Since partial seizures only involve one side of the brain, they are not as dangerous as general seizures, but it’s still crucial to understand how to protect your child when these types of seizures occur.
Partial seizures are more common in people with epilepsy, and the symptoms depend on what part of the brain is conducting the electrical activity. In general, common symptoms include:
- Auditory hallucinations
- Sensory problems
- Unorganized behavior
- Uncontrollable body movements
Brain Damage and Seizures
For children with cerebral palsy, brain damage is usually what causes seizures. Brain injuries most commonly happen during labor and delivery when the infant is deprived of oxygen too long or injured with birth-assisting tools or too much medication.
When brain injuries occur, seizures are likely to be the result, and the type of seizure will depend upon the location of the brain injury. If a neonatal stroke happened during the birthing period, the risk of developing seizures heightens significantly.
Seizures after a brain injury may start in early infancy but may be hard to detect as infants have the tendency to make unexpected movements. It’s important to work with your child’s physician in order to look for the signs of seizures so you can help your baby be safe when they occur.
Treatment for Seizures
There is no cure for seizures, but certain medications and diet plans have both proven to help curb the frequency of seizures and control the severity in many children.
Anticonvulsant medications are the most common type of treatment for children with cerebral palsy. Along with reducing the frequency of seizures, anticonvulsant drugs also help children with mood swings and outbursts.
Diet also plays a large part in helping control the frequency of seizures. Specifically, the Ketogenic diet, which is low in carbs and high in fat, is often recommended by pediatricians. Many scientists have indicated that the Ketogenic diet helps modify children’s metabolism, which helps to increase ketone bodies. When ketone bodies are increased, the frequency of seizures are typically reduced.
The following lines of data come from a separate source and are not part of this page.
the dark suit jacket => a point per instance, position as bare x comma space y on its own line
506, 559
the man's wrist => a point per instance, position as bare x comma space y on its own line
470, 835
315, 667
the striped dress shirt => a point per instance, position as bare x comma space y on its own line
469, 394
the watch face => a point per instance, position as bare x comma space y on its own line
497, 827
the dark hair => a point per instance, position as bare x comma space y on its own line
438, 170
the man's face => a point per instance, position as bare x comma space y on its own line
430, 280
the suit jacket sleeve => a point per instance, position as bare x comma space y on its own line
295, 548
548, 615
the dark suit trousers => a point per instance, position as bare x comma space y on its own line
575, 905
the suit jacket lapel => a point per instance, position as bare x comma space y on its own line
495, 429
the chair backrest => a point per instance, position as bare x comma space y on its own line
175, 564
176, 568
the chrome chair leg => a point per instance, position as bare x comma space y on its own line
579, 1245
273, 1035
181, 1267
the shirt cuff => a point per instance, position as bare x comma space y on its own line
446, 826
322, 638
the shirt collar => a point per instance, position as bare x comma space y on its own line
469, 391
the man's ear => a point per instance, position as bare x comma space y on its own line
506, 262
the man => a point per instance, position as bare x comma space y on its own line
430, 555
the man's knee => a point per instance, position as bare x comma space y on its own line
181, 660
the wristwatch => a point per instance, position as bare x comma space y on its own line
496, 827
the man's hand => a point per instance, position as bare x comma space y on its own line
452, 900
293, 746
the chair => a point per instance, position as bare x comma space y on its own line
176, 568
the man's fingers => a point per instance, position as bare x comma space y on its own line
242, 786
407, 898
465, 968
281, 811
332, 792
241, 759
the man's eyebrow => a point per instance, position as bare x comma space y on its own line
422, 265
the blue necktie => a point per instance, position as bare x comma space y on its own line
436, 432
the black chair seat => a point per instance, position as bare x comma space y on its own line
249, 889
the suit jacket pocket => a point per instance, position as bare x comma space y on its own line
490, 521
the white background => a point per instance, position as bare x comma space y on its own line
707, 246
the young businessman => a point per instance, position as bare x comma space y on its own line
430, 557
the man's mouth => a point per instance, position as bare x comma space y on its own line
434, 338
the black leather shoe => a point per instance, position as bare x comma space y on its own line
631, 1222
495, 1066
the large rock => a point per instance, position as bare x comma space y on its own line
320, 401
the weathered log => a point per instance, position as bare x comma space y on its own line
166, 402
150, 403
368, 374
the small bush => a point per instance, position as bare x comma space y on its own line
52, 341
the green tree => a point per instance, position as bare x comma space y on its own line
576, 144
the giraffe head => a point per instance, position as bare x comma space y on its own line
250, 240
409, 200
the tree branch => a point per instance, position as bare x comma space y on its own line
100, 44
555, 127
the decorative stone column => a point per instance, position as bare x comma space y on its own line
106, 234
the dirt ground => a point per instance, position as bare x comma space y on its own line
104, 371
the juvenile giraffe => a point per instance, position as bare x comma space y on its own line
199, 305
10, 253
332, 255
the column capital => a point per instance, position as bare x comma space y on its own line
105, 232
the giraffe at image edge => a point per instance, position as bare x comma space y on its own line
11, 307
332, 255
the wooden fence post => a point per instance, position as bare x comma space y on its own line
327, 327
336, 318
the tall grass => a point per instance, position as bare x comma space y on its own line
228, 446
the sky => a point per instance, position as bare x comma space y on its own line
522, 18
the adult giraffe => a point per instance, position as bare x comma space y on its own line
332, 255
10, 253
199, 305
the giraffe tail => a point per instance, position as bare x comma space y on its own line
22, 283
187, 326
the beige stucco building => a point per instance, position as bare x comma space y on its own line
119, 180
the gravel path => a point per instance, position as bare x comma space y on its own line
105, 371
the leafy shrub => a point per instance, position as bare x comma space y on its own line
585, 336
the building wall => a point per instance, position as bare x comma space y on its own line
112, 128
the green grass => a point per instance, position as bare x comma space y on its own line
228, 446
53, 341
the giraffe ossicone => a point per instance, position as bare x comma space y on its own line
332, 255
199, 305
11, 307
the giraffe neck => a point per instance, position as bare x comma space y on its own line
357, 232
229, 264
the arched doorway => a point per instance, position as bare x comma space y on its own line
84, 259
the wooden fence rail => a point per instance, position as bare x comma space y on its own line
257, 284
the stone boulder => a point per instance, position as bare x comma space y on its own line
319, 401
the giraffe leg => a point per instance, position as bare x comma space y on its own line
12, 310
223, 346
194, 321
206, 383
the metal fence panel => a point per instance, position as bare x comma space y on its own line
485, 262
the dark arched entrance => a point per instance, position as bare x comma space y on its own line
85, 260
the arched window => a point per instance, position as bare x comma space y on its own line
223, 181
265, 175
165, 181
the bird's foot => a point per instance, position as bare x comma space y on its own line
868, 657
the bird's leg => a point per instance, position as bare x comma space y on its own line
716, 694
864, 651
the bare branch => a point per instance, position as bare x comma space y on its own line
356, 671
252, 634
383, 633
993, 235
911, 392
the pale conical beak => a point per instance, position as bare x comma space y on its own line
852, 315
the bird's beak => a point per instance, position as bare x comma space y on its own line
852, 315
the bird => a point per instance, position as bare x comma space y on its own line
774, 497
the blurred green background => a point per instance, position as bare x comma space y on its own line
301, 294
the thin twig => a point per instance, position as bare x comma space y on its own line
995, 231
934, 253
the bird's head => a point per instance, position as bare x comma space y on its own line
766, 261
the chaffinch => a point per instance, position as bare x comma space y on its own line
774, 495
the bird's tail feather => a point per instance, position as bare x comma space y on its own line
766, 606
If medications and diet fail to help, a last resort in some cases is surgery. Although surgery is generally done if other treatments fail, Johns Hopkins hospital states that surgery for seizures, especially for children with epilepsy, should be considered right away if early trials of anticonvulsant medications do not work.
The type of surgery will depend on what kind of seizures the child has and the severity. Surgeries for cerebral palsy include:
- Focal Resection: A portion of the brain is removed and subdural electrodes are implanted to help control the seizures
- Hemispherectomy: Almost an entire side of the brain is removed in order to disable the portion of the brain that’s causing the seizures. This is the least common type of surgery.
- Corpus Callosotomy: The corpus callosum in the brain is cut in order to reduce generalized seizures. No portion of the brain is removed with this type of surgery.